Unisyn acknowledged that it has undergone penetration testing by a third-party 4 instances within the final 5 years, and handled “a majority of the findings” since, however has not suffered any breaches throughout that point.
ES&S mentioned that it had “zero information” of any form of intrusion pertaining to its voter registration software program or tabulation tools, a discovering that it corroborated with DHS in a gathering following the crucial infrastructure designation for election programs. “Senator, we additionally perceive that your inquiry seeks to establish if our firm was the goal of recognized cyber assaults throughout the 2016 election cycle. In response to that query we’ve got no indication that our inside infrastructure was compromised in any approach,” the corporate added.

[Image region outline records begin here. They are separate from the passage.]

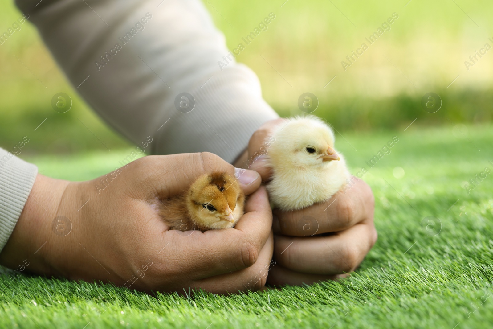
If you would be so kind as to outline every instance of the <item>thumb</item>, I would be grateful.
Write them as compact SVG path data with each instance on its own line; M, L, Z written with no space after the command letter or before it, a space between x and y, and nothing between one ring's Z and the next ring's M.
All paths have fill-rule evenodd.
M267 121L253 133L248 144L248 169L260 174L262 180L267 182L272 175L272 169L268 166L267 156L269 147L273 140L272 133L278 126L285 124L286 119L280 118Z

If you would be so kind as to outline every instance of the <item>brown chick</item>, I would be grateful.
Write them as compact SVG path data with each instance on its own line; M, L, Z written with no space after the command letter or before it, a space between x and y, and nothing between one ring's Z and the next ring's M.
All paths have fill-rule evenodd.
M199 177L185 193L162 201L161 215L171 229L233 227L243 215L245 196L234 177L225 173Z

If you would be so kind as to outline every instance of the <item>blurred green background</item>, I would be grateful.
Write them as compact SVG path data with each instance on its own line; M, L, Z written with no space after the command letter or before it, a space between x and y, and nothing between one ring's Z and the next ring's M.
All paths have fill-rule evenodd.
M341 132L404 129L416 118L421 126L491 122L493 50L468 71L464 62L493 45L493 3L408 0L204 3L231 50L276 15L237 60L256 73L264 98L281 115L300 113L298 98L309 92L319 101L314 114ZM0 4L2 32L21 14L11 0ZM398 18L370 45L365 38L393 13ZM368 49L345 71L341 61L363 42ZM53 110L53 95L76 92L29 22L0 45L0 146L10 148L29 135L28 154L106 149L96 135L110 149L129 147L76 96L68 112ZM436 113L421 106L430 92L443 101Z

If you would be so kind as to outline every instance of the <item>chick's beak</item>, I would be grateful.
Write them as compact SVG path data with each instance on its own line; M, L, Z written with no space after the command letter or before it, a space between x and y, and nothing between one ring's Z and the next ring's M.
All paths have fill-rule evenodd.
M331 161L333 160L341 160L341 158L339 156L337 155L336 153L335 149L331 147L330 146L327 148L327 154L324 154L321 156L322 161L325 162L325 161Z
M225 216L219 217L221 220L227 220L231 223L235 222L235 217L233 215L233 212L231 211L231 209L229 208L229 206L228 206L226 208L224 213L226 214Z

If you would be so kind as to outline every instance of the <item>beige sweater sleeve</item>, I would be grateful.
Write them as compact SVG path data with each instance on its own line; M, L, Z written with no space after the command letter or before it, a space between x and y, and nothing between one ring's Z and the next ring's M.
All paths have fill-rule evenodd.
M153 153L208 151L231 162L278 117L200 0L16 3L77 92L133 142L152 136Z
M35 165L0 148L0 251L14 230L36 175Z

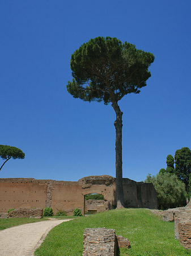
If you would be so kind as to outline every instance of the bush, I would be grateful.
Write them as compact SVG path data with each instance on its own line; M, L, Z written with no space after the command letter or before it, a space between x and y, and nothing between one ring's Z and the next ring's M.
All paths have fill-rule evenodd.
M67 216L67 213L65 210L58 210L56 213L56 216Z
M12 212L12 210L15 210L15 209L9 209L7 210L7 213L9 213L9 212Z
M159 209L165 210L186 205L187 194L185 184L175 174L159 172L156 176L151 176L148 174L145 182L153 184Z
M82 216L81 210L78 208L75 209L73 210L73 213L74 216Z
M44 209L43 212L43 216L44 217L48 217L48 216L53 216L54 215L53 214L53 210L52 208L50 208L49 207L46 207Z

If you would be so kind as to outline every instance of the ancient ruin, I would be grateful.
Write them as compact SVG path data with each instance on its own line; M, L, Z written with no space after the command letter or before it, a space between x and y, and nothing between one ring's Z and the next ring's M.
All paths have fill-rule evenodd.
M128 207L157 209L156 192L151 183L123 179L125 203ZM33 178L0 179L0 212L9 209L52 207L54 214L64 210L73 215L78 208L86 210L84 196L99 193L104 200L86 204L86 210L96 212L116 205L115 179L108 175L84 177L78 181L36 180Z

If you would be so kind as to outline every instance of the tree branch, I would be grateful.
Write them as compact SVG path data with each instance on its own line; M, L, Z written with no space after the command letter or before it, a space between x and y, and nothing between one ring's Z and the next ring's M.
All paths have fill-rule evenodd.
M6 163L8 160L10 159L11 158L11 156L10 156L9 158L8 158L8 159L7 159L6 161L4 162L4 163L3 163L3 164L1 166L1 168L0 168L0 171L1 170L1 169L2 168L2 167L4 166L4 164L5 164L5 163Z

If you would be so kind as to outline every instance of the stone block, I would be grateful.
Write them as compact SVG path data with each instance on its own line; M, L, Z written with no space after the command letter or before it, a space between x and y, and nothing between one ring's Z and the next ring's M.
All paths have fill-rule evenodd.
M7 218L8 213L4 212L0 212L0 218Z
M84 230L83 238L83 256L116 256L114 229L87 228Z
M125 247L129 249L131 247L129 239L122 236L116 236L116 238L119 248Z

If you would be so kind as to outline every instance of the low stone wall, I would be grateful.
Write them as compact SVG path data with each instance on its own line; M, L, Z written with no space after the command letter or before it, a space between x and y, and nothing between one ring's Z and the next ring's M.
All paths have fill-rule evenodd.
M105 228L86 229L83 256L116 256L116 232Z
M191 249L191 223L179 223L177 225L179 240L182 246Z
M0 212L0 218L7 218L8 213L4 212Z
M8 218L35 218L43 217L43 209L24 209L20 208L12 210L8 213Z
M131 247L130 241L129 239L122 237L122 236L116 236L118 246L120 248L125 247L129 249Z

Dominion acknowledged that it doesn’t have a Chief Info Safety Officer as a delegated safety level individual, noting that “our Director of IT, EVP of Engineering and others at present lead our cybersecurity and danger mitigation efforts.” The corporate didn’t specify what number of workers work solely on info safety past stating that it has “many workers who play a task.” Unisyn acknowledged that “the corporate’s IT Director and System Architect cooperate to satisfy the roles and duties equal to that of a [Chief Information Security Officer],” additionally declining to state what number of workers are solely devoted to info safety.
Dominion dismissed a query round how the corporate handles unsolicited vulnerability studies, claiming that as a result of that entry is strictly restricted that any unsolicited entry would end in felony prosecution. Unisyn indicated that it retains up with safety points affecting exterior software program it makes use of, like within the case of Heartbleed, nevertheless it didn’t specify any course of by which exterior safety researchers may convey flaws to gentle.
In its letter, Hart InterCivic clarified that it doesn’t present voter registration programs as a few of the different corporations do, blaming the media for “creating confusion amongst readers” by conflating voter registration programs with voting machines. Hart InterCivic factors to studies that solely voter registration programs have been compromised, and within the course of makes gentle of potential threats to voting machines themselves. The corporate ignores most of Sen. Wyden’s questions and goes on to make the doubtful declare that as a result of state legal guidelines differ, heterogeneity in voting machine programs is a characteristic, not a bug, and the shortage of uniform federal requirements for these programs makes them safer.
In its letter, Oregon-based 5 Cedars Group, a smaller firm amongst business giants, indicated that its expertise doesn’t face lots of the issues that the unique letter brings up. “Due to the way in which the Oregon Secretary of State workplace designed the method again in 2007, at no time are ballots posted on a 5 Cedars server,” the corporate writes. “We additionally by no means obtain any voter registration information, marked ballots or some other doc that may be of curiosity to a hacker.”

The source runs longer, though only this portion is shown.